Pub Date : 2024-11-22 DOI: 10.3233/SHTI241067
Nikitas N Karanikolas

The development of medical science allows the treatment of more and more health problems that in the past were not a factor of consumption of health resources, because at that time medical science did not have protocols for their treatment. Health problems that are now treatable, hereafter referred as "new health problems", often affect large population groups and require increased consumption of health resources. It therefore becomes necessary to increase the number of staff providing health services (doctors, nurses, etc.) and other resources. This raises the question: is it feasible to manage the "new health problems" by the existing medical staff? If not, are there other solutions?

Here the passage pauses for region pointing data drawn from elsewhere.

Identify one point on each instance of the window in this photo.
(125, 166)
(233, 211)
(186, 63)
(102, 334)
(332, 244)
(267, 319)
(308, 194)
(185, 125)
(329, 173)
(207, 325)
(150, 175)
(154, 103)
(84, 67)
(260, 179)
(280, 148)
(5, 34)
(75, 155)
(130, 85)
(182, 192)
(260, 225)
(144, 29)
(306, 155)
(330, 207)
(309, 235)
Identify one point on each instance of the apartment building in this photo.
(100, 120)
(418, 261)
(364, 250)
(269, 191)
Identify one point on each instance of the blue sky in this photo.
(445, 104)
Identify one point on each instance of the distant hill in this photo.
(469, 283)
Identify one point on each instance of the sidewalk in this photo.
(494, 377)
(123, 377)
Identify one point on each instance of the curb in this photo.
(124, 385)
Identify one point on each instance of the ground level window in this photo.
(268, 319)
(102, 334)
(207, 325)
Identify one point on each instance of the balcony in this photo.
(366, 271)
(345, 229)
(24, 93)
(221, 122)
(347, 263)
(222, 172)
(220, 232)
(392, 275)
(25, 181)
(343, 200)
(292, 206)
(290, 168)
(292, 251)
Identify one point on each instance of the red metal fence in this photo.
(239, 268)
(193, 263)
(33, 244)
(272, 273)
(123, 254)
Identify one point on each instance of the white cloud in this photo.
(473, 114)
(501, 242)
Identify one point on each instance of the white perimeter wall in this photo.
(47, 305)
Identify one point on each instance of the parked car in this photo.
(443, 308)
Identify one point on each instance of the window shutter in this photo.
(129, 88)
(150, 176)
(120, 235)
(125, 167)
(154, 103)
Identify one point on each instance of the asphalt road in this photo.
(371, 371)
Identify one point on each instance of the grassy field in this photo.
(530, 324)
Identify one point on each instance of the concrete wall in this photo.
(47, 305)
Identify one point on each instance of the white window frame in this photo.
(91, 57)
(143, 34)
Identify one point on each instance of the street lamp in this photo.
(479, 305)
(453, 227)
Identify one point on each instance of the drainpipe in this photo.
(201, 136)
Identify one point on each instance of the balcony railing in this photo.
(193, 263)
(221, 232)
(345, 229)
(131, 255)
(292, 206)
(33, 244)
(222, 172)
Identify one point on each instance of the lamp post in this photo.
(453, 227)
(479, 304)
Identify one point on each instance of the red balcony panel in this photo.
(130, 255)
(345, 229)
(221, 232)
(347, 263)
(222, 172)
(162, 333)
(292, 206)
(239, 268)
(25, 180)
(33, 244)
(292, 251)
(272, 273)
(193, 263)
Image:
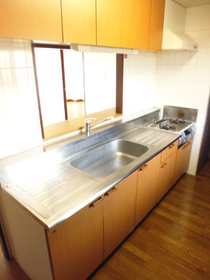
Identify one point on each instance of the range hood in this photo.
(173, 31)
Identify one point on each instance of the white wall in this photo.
(139, 82)
(183, 78)
(100, 81)
(19, 119)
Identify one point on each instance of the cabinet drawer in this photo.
(169, 151)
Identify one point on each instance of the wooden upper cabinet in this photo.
(31, 20)
(109, 23)
(136, 24)
(79, 21)
(156, 25)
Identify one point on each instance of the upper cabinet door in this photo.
(136, 24)
(109, 23)
(31, 20)
(156, 25)
(79, 21)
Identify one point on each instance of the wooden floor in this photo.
(173, 242)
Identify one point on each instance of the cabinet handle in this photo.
(95, 203)
(110, 191)
(171, 146)
(143, 167)
(164, 165)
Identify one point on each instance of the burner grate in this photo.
(177, 121)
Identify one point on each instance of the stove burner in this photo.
(176, 121)
(167, 126)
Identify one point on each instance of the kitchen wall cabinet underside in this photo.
(136, 24)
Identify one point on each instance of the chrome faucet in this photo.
(87, 123)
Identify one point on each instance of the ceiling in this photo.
(192, 3)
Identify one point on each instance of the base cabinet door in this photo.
(76, 245)
(182, 160)
(119, 211)
(147, 183)
(166, 175)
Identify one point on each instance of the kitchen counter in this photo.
(52, 190)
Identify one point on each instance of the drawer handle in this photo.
(171, 146)
(143, 167)
(110, 191)
(95, 203)
(164, 165)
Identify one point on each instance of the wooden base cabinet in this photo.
(119, 211)
(166, 172)
(147, 183)
(182, 160)
(76, 245)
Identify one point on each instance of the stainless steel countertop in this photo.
(53, 190)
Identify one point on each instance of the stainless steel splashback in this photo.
(187, 114)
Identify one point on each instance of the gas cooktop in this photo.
(172, 124)
(185, 128)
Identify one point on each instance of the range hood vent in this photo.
(173, 31)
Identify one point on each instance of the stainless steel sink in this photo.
(109, 158)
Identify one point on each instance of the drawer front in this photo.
(169, 151)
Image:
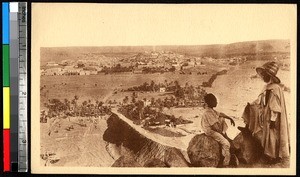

Could technology help the existing Medical Staff to sufficiently manage the "new health problems"? We will examine a pilot system "Recording and visualizing of outpatient monitoring data with smart mobile phones", which seeks to ensure the competence of existing medical staff in the effective treatment of the ever-increasing volume of transplant patients.

随着医学科学的发展,越来越多的健康问题可以得到治疗,而这些问题在过去并不 是消耗卫生资源的因素,因为当时的医学科学还没有治疗这些问题的方案。现在可以治疗的健康问题(以下简称 "新健康问题")往往影响到大量人口,需要消耗更多的医疗资源。因此,有必要增加提供医疗服务的人员(医生、护士等)和其他资源。这就提出了一个问题:现有医务人员管理 "新的健康问题 "是否可行?如果不可行,还有其他解决办法吗?技术能否帮助现有医务人员充分管理 "新的健康问题"?我们将研究 "利用智能手机记录和显示门诊病人监测数据 "试点系统,该系统旨在确保现有医务人员有能力有效治疗日益增多的移植病人。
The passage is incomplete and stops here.